No, it’s always something like, "Gee, Jesus never said anything about homosexual actions Himself, and now that we know from science that gay people are ‘made by God’ and 'now that we know from society that gay people are just as capable of loving well then thus, they should have just as much of a right to marriage as straight people, because JESUS would never have condemned them to a loveless life. He was all about love. Surely anything that loves is good. . .etc ad nauseam.
In the first example, we see the development of understanding that explains why a teaching is good, even for those who imperfectly understood it centuries ago, and remains good for us today as we realize more about the human body and pregnancy.
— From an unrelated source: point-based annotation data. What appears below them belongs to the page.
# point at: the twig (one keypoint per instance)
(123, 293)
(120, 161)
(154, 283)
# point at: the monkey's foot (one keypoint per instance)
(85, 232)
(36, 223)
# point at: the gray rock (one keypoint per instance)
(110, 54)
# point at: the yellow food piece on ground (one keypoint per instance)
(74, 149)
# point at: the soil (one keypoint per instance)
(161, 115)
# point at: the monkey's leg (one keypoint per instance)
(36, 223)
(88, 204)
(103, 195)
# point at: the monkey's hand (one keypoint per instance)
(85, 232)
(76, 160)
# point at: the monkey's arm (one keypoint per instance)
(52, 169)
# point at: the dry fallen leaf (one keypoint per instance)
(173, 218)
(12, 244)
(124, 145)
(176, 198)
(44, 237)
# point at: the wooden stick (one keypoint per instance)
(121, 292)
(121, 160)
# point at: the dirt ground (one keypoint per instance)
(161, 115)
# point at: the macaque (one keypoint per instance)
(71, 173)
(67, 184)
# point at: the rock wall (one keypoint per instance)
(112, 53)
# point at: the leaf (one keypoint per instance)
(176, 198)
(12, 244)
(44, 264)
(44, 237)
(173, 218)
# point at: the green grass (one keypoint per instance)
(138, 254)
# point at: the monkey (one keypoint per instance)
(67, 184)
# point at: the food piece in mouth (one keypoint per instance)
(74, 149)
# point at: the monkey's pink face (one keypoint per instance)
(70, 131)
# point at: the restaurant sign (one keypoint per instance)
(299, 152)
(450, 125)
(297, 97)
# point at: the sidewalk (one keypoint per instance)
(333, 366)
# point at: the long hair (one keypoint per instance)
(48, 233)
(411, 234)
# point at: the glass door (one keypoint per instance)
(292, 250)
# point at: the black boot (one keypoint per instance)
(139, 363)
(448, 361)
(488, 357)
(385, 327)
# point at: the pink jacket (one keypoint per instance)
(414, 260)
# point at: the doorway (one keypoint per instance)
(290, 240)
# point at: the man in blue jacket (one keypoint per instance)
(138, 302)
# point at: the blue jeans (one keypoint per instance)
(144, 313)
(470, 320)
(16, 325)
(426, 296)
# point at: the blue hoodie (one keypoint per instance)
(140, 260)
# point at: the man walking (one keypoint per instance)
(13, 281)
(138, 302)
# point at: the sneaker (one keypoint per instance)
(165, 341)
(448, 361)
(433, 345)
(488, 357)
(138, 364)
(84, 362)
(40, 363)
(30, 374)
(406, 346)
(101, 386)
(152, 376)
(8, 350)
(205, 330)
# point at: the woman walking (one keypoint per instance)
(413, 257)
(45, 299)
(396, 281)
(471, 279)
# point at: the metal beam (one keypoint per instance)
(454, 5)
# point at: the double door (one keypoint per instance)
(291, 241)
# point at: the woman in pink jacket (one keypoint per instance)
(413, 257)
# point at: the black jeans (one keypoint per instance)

In the second, we get the typical semi-hysterical and heavily emotionalized appeal to the heart. If we don’t fall for that, we get battered by the ‘brain approach’ whereby supposedly science has shown blah blah, and we are reactionary and stupid if we don’t swallow the line. We get a lot of statements presented as ‘fact’ and a lot of conclusions that don’t follow from premises (because if you keep on throwing out words words words, the person responding is forced to address each and every item and then the sheer ‘weight of numbers’ is yet another weapon to brandish (“You can’t refute me on x” blah blah).
The simple obedience (and the majority of the people who carp and complain about ‘rules’ and ‘rigidity’ are breathtakingly disobedient themselves) of following Church teachings, and not 'a different gospel" (which those such as Fr. Martin appearsto be proposing) is looked upon as simply stupid (if not actively malevolent). And the embrace of novelties and emotionalism and ‘We’re more inclusive/tolerant/loving than Jesus, because ‘we’ are not bound to tired old rules’ is what is really stupid and often actively malevolent.
May God help us. Too many are so blinded by their own pride that they no longer see.